SK_STRESS_ACTIVE_CONFIG=main | Entries in the SK_XFAILS_PATH file can include a list of applicable configurations. This variable indicates which configuration the current run represents, and will determine the subset of XFAIL entries that apply to this run.
SK_STRESS_SUPPRESS_OUTPUT=1 | By default `sk-swiftc-wrapper` outputs progress and detected failures on stderr, as additional output on top of what the wrapper swiftc produced. Set this variable true to prevent this additional output. Results will still be output to the path specified by SK_STRESS_OUPUT.
SK_STRESS_DUMP_RESPONSES_PATH=/tmp/responses.txt | If specified, all responses received from sourcekitd during stress testing will be written out to the provided path. This is useful for comparing the responses produced from different versions of sourcekitd. Note: to reduce file size, if a response is identical to one produced previously in the same run, a reference to the earlier response will be output instead.
SK_STRESS_FILE_FILTER=/file.swift,/other.swift | Comma separated list. Only stress test files whose path contains one of the comma-separeted entries. Other files will still be compiled, but not stress tested. Useful to reproduce a failure in a known file locally while wasting fewer resources. You will usually want to prepend a `/` to the file name to avoid e.g. `View.swift` matching `SomeView.swift`.
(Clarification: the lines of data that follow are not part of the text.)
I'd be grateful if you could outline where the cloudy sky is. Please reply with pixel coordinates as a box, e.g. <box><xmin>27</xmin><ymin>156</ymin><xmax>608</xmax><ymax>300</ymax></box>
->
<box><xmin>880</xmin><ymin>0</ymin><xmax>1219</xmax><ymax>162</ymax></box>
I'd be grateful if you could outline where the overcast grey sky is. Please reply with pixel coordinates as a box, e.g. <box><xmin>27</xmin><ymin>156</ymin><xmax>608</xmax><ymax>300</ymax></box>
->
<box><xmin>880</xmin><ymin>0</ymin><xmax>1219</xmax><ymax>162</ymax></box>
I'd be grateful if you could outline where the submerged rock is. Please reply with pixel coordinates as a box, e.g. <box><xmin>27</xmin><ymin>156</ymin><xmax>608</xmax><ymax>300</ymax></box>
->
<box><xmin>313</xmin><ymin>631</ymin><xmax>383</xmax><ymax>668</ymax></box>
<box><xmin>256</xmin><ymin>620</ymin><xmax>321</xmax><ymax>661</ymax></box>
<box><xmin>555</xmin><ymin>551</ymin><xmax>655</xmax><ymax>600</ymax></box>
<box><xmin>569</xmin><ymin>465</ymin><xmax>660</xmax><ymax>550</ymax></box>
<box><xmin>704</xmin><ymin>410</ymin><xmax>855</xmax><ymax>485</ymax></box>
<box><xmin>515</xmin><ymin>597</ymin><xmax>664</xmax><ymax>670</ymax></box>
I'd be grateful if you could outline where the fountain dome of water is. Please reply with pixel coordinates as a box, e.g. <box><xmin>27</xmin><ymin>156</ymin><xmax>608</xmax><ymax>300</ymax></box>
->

## Stress testing sourcekitd with an existing Xcode project
Since `sk-swiftc-wrapper` works as a drop in replacement for `swiftc`, you can run the stress tester over an existing Xcode project by setting `sk-swiftc-wrapper` as the Swift compiler to use and then building. This is done by adding a user-defined build setting, `SWIFT_EXEC`, to the project or target you would like to stress test, with the path to `sk-swiftc-wrapper` as its value. When you next build, stress testing failures will then manifest in the build output as compilation failures.
## Stress testing sourcekitd with a Swift package manager project
For Swift package manager projects, you can stress test sourcekitd by setting the `SWIFT_EXEC` environment variable to point to `sk-swiftc-wrapper` and building as normal. For projects without any custom flags, this is as simple as running:
```
SWIFT_EXEC=/path/to/sk-swiftc-wrapper swift build
```
in the directory with the package manifest file.